The Russian Jefferson, or “The Worst Fraud that Ever Came Out of Russia” to the United States

The Russian Jefferson, or “The Worst Fraud that Ever Came Out of Russia” to the United States
Date
Event Sponsor
Stanford Slavic Colloquium, Slavic Languages and Literatures
Location
Building 260, Pigott Hall, Room 216

Ivan Narodny (1869-1953) was a Russian-Estonian-American "revolutionist," journalist, writer, art critic, modernist playwright, "friend" of Roosevelt, Gorky, Lenin, Tolstoy, Roerich, and Sibelius, arms dealer, dance master, con-man, madman, Kulturträger, and Theosophist. He was the founder of the imaginary United States of Russia and author of its Declaration of Independence (1908), as well as a peculiar "Greenwich village" religion of art. He was also a creator of a number of literary frauds, including a legend of Esenin's death and a myth of Shangri-La, which spread all over the world via the agency of the Hearst papers. In this paper, Vinitsky will consider the "cultural psychography" (or, in terms of Narodny, the mimodrama) of this colorful individual as a re-enactment of certain cultural trends and ideas characteristic of the American society of the 1900-40s. 
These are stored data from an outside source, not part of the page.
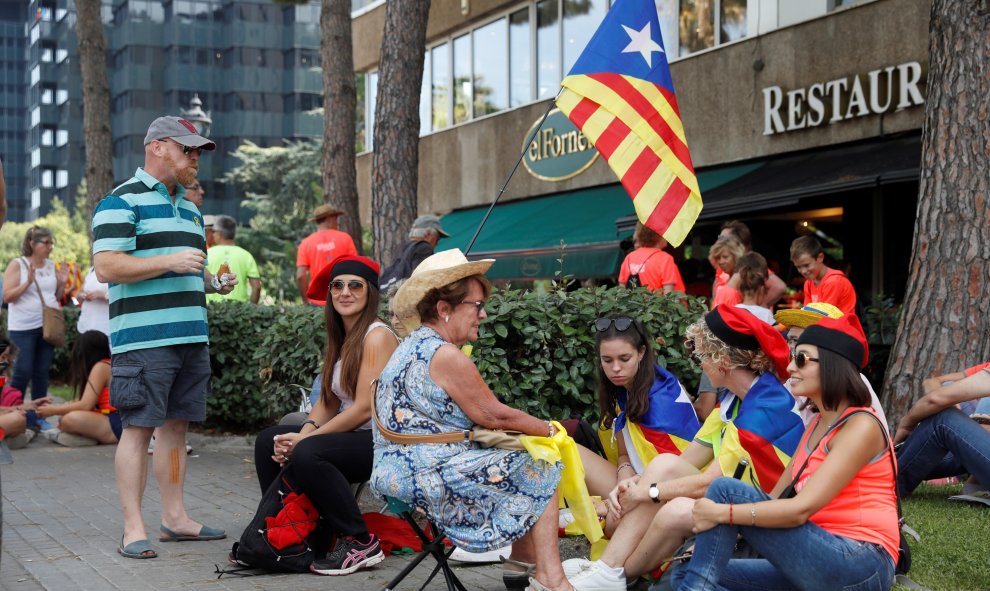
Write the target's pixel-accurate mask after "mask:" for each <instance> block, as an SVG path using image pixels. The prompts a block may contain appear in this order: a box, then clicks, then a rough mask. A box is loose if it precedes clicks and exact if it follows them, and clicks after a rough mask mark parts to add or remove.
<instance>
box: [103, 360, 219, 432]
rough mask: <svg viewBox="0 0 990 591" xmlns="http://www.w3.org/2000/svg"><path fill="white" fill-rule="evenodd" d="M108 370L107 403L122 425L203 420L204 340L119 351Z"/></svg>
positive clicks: (190, 421) (203, 415) (203, 409)
mask: <svg viewBox="0 0 990 591" xmlns="http://www.w3.org/2000/svg"><path fill="white" fill-rule="evenodd" d="M110 373H111V375H112V379H111V380H110V404H112V405H113V406H114V407H116V408H117V411H118V412H119V413H120V422H121V425H122V426H123V427H124V428H127V427H130V426H134V427H160V426H161V425H163V424H164V423H165V421H166V420H167V419H175V420H180V421H190V422H200V421H203V420H204V419H205V418H206V399H207V398H208V397H209V395H210V393H211V388H210V376H211V374H212V372H211V370H210V348H209V346H207V345H206V344H204V343H194V344H188V345H169V346H166V347H154V348H151V349H137V350H134V351H126V352H124V353H118V354H116V355H114V356H113V358H112V364H111V369H110Z"/></svg>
Ilya Vinitsky is Professor of Russian at Princeton University. His main fields of expertise are Russian Romanticism and Realism, the history of emotions, nineteenth- century intellectual and spiritual history, and Russian and American cultural ties. His books include Ghostly Paradoxes: Modern Spiritualism and Russian Culture in the Age of Realism (University of Toronto Press, 2009), Vasily Zhukovsky's Romanticism and the Emotional History of Russia (Northwestern University Press, 2015) and The Count of Sardinia: Dmitry Khvostov and Russian Culture (Moscow: New Literary Observer, 2016; in Russian).